Bryan Colangelo enjoys shaking the roster up.
Ever since being named the Toronto Raptors’ president and general manager more than four years ago, Colangelo has continuously tinkered with the roster in hopes of finding a winning combination.
When he first took over in February of 2006, the Raptors’ roster has always had a minimum of three players that were on a different team the year before and a starting five on opening night that has featured at least two new faces.
This trend looks like it will not change with the 2010-2011 version of Bryan’s Dinos, one that has eight new additions that head coach Jay Triano is currently trying to work into the lineup at training camp.

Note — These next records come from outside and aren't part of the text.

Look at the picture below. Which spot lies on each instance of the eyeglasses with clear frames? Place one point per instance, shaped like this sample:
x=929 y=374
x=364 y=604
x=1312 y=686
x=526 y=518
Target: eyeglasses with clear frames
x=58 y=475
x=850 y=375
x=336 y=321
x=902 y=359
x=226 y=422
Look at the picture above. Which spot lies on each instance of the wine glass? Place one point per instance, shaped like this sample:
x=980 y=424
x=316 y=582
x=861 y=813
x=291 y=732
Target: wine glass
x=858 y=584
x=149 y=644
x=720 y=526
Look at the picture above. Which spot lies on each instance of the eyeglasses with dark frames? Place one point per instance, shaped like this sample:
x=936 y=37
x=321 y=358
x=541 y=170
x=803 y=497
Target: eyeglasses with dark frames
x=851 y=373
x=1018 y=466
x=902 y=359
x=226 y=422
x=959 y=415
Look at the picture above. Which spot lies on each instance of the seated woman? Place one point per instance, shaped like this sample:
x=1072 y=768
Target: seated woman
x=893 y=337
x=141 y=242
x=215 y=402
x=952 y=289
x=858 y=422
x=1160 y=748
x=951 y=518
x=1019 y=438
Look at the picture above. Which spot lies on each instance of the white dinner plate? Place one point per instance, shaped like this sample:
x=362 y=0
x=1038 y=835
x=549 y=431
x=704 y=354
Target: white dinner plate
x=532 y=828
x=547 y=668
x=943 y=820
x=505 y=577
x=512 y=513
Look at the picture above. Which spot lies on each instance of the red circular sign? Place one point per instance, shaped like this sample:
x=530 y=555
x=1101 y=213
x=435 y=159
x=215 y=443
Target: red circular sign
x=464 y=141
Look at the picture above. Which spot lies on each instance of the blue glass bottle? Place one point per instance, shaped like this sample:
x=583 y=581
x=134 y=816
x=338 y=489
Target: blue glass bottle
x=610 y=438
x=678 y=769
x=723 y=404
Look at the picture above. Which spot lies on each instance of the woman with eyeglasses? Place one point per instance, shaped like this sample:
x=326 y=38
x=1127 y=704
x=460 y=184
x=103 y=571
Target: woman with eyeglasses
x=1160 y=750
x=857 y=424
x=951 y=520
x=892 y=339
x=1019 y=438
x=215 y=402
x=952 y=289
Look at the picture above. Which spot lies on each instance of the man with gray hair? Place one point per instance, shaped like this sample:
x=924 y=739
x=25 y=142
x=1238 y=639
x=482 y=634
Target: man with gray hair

Making lots of changes shows that Colangelo is working hard. However, the question remains, is constantly morphing the roster drastically until something clicks really the best way to build a winner?
His track record indicates the method can be effective.
In the 2004-2005 season, Colangelo was at the helm of the Phoenix Suns and was named the Sporting News NBA Executive of the Year for improving the team from a dismal 29-53 record to a sparkling 62-20.
The Suns only had four remaining players on the roster from the 2003-2004 season on that team.
On the flipside, his revolving door of lineup changes brings about a lot of instability and has left Toronto without an identity — more so now than ever with the departure of Chris Bosh.
Not having some kind of defining trait is a common problem found in non-contending teams and is a dilemma the Raps have been battling with ever since Colangelo took over.
The turnaround he orchestrated in Phoenix wasn’t just brilliant because of the dramatic increase in wins, but because he was able to turn the Suns into an identifiable offensive force.
The former executive of the year is entering the last year of his contract and with expectations for the club set low, Colangelo may need to hope that a fifth roster re-shuffling in five years breeds success or he may not have a chance to rearrange it for a sixth time.